The InfluxDB cluster overview dashboard provides details on the cluster's performance and highlights top instances. The dashboard covers all available aspects of InfluxDB performance and integration health, including Golang performance, query/request load, and task scheduler activity.

First screenshot of the InfluxDB cluster overview dashboard Second screenshot of the InfluxDB cluster overview dashboard Third screenshot of the InfluxDB cluster overview dashboard

InfluxDB instance overview

The InfluxDB instance overview dashboard provides details on one or more instances, including instance configuration stats, Golang performance, query/request load, and task scheduler activity.

First screenshot of the InfluxDB instance overview dashboard Second screenshot of the InfluxDB instance overview dashboard Third screenshot of the InfluxDB instance overview dashboard

InfluxDB logs overview

The InfluxDB logs overview dashboard allows users to view incoming InfluxDB logs. The dashboard also allows users to filter logs based on level, service, engine, and custom regex.

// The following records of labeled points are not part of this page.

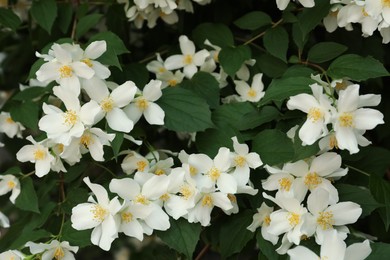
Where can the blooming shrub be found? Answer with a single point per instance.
(166, 129)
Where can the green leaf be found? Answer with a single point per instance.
(181, 236)
(65, 13)
(276, 42)
(309, 18)
(81, 238)
(232, 58)
(356, 68)
(234, 235)
(253, 20)
(184, 110)
(257, 118)
(9, 19)
(281, 89)
(27, 199)
(27, 113)
(86, 23)
(217, 33)
(273, 146)
(325, 51)
(45, 13)
(359, 195)
(205, 85)
(379, 250)
(380, 189)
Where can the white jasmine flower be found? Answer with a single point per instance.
(61, 126)
(262, 218)
(9, 126)
(350, 119)
(9, 183)
(144, 105)
(333, 248)
(63, 69)
(317, 107)
(329, 216)
(101, 215)
(189, 59)
(251, 93)
(36, 153)
(111, 104)
(58, 250)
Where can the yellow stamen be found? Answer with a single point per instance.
(207, 201)
(127, 217)
(315, 114)
(346, 120)
(107, 104)
(325, 220)
(142, 104)
(70, 117)
(39, 154)
(285, 183)
(214, 174)
(188, 59)
(312, 180)
(59, 253)
(99, 213)
(66, 71)
(294, 219)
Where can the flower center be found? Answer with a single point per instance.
(293, 218)
(66, 71)
(59, 253)
(127, 217)
(141, 166)
(88, 62)
(142, 104)
(107, 104)
(141, 199)
(240, 161)
(207, 201)
(214, 173)
(70, 117)
(312, 180)
(285, 183)
(315, 114)
(11, 184)
(39, 154)
(346, 120)
(325, 220)
(99, 213)
(188, 59)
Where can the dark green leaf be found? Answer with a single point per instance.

Screenshot of the InfluxDB logs dashboard

InfluxDB system logs are enabled by default in the config.libsonnet and can be disabled by setting enableLokiLogs to false. Then run make again to regenerate the dashboard:

{
  _config+:: {
    enableLokiLogs: false,
  },
}

For the selectors to properly work for InfluxDB logs ingested into your logs datasource, please also include the matching instance, job, and influxdb_cluster labels in the scrape_configs to match the labels for ingested metrics.

scrape_configs:
  - job_name: integrations/influxdb
    static_configs:
      - targets: [localhost]
        labels:
          job: integrations/influxdb
          influxdb_cluster: "<your-cluster-name>"
          instance: "<your-instance-name>"
          __path__: /var/log/influxdb/influxdb.log
    pipeline_stages:
        - multiline:
            firstline: 'ts=\d{4}'
        - regex:
            expression: 'ts=(\S+) lvl=(?P<level>\w+) msg=.* log_id=(\S+) (service=(?P<service>\S+) ){0,1}(engine=(?P<engine>\S*) ){0,1}.*$'
        - labels:
            level:
            service:
            engine:

Alerts overview

  • InfluxDBWarningTaskSchedulerHighFailureRate: Automated data processing tasks are failing at a high rate.
  • InfluxDBCriticalTaskSchedulerHighFailureRate: Automated data processing tasks are failing at a critical rate.
  • InfluxDBHighBusyWorkerPercentage: There is a high percentage of busy workers.
  • InfluxDBHighHeapMemoryUsage: There is a high amount of heap memory being used.
  • InfluxDBHighAverageAPIRequestLatency: Average API request latency is too high. High latency will negatively affect system performance, degrading data availability and precision.
  • InfluxDBSlowAverageIQLExecutionTime: InfluxQL execution times are too slow. Slow query execution times will negatively affect system performance, degrading data availability and precision.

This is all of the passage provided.